El primero establece mecanismos destinados a favorecer el desarrollo de proveedores nacionales. La incorporación de este criterio busca que las inversiones que lleguen al país no funcionen como enclaves aislados, sino que generen oportunidades para empresas argentinas capaces de integrarse a las nuevas cadenas de valor.
La segunda modificación apunta a incentivar la investigación, el desarrollo y la innovación tecnológica. El texto aprobado contempla beneficios especiales para aquellas inversiones orientadas a la generación de conocimiento, una herramienta que para el MID resulta fundamental si la Argentina pretende competir en sectores como inteligencia artificial, centros de datos, semiconductores, energías renovables, hidrógeno verde y electromovilidad.

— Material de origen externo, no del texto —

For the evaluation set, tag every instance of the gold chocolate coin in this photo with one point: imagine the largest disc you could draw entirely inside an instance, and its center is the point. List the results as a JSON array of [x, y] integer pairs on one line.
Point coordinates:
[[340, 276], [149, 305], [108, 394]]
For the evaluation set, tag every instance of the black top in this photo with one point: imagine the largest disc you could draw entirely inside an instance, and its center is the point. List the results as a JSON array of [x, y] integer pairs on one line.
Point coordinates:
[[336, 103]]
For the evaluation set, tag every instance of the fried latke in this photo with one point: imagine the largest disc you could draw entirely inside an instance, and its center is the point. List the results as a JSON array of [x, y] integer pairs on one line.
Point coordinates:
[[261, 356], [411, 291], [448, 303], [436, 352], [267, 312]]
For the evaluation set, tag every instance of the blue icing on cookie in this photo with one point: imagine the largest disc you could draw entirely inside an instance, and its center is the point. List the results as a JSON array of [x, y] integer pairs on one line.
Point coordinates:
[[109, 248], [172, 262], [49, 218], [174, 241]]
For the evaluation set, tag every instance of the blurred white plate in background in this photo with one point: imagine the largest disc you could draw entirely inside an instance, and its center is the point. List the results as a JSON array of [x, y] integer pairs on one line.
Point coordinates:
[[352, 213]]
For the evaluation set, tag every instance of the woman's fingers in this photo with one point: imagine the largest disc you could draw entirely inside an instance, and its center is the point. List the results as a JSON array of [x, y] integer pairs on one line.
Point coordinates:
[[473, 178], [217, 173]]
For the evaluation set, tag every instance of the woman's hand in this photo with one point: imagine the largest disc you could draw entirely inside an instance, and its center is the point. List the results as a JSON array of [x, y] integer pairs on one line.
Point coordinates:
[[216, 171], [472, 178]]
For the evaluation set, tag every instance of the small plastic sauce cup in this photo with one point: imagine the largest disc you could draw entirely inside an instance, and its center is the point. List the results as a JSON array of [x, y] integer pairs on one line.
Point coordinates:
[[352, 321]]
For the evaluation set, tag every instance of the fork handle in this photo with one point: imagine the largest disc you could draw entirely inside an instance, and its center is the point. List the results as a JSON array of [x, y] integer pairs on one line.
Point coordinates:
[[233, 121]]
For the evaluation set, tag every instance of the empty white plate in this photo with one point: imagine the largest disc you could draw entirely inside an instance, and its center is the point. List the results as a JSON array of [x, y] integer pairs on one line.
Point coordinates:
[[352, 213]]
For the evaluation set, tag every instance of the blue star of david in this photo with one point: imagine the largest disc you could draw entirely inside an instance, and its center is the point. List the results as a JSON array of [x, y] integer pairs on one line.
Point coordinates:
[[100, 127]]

No se trata de cambios menores.
#SuperRIGI. Con @dipzago apoyamos el RIGI y el SuperRIGI, Además, aportamos una cláusula clave para el desarrollo de proveedores locales. Según UP votamos a favor porque el gobierno nos concedió "dos pavaditas". Claro, asegurar un 20% de cada proyecto de inversión de 1000… pic.twitter.com/BRIYSsV0RJ
Mientras buena parte de los legisladores libertarios concentraban sus intervenciones en defender el proyecto tal como había sido enviado por el Poder Ejecutivo, fueron los representantes del MID quienes asumieron la tarea de perfeccionarlo mediante propuestas concretas que terminaron incorporadas al dictamen final.

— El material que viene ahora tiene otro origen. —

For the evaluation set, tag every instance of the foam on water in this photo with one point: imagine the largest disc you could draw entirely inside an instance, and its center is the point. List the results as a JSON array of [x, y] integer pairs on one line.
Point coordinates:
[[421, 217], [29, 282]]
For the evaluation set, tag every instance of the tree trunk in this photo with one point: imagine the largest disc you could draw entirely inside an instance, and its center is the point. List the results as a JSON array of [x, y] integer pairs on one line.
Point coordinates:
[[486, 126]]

La situación no pasó desapercibida dentro del Congreso.
Incluso sectores que mantienen diferencias con el desarrollismo reconocieron que el aporte técnico y conceptual realizado por el MID terminó otorgándole al proyecto una impronta más cercana a la tradición productivista que históricamente caracterizó al espacio fundado por Arturo Frondizi y Rogelio Frigerio.
El dato adquiere todavía más relevancia si se considera que el MID no ha sido un aliado incondicional del Gobierno nacional.
Durante los últimos meses, referentes desarrollistas expresaron diferencias públicas con distintas decisiones de la administración de Javier Milei e incluso formularon críticas hacia dirigentes libertarios de primera línea, entre ellos el vocero presidencial Manuel Adorni.
Sin embargo, al momento de discutir una herramienta que consideran estratégica para el desarrollo económico del país, los dirigentes del MID optaron por involucrarse activamente en el debate y trabajar para mejorar la iniciativa.
“La Argentina necesita atraer inversiones, pero también generar desarrollo nacional”, es la idea que repiten desde el espacio cada vez que explican su posición respecto del proyecto.
Esa mirada quedó reflejada en las modificaciones finalmente incorporadas.
Para los desarrollistas, captar grandes inversiones es importante, pero resulta insuficiente si esos desembolsos no generan empleo local, transferencia tecnológica y oportunidades para el entramado productivo argentino.
En ese sentido, el debate sobre el Súper RIGI terminó mostrando una diferencia de enfoque dentro del propio universo que acompaña las reformas económicas impulsadas por el Gobierno.
Mientras La Libertad Avanza puso el énfasis en la necesidad de generar condiciones favorables para la llegada de capitales, el MID insistió en la importancia de incorporar instrumentos que permitan transformar esas inversiones en crecimiento económico sostenible.
Con el dictamen ya firmado, el proyecto quedó en condiciones de ser tratado en el recinto de la Cámara de Diputados.
Pero más allá del resultado legislativo, la discusión dejó una conclusión política difícil de ignorar: las modificaciones más importantes que recibió el Súper RIGI no nacieron en los despachos libertarios sino en el trabajo parlamentario del MID.
Un bloque pequeño en número, pero que volvió a demostrar capacidad de incidencia en una de las leyes económicas más relevantes que impulsa el Gobierno nacional.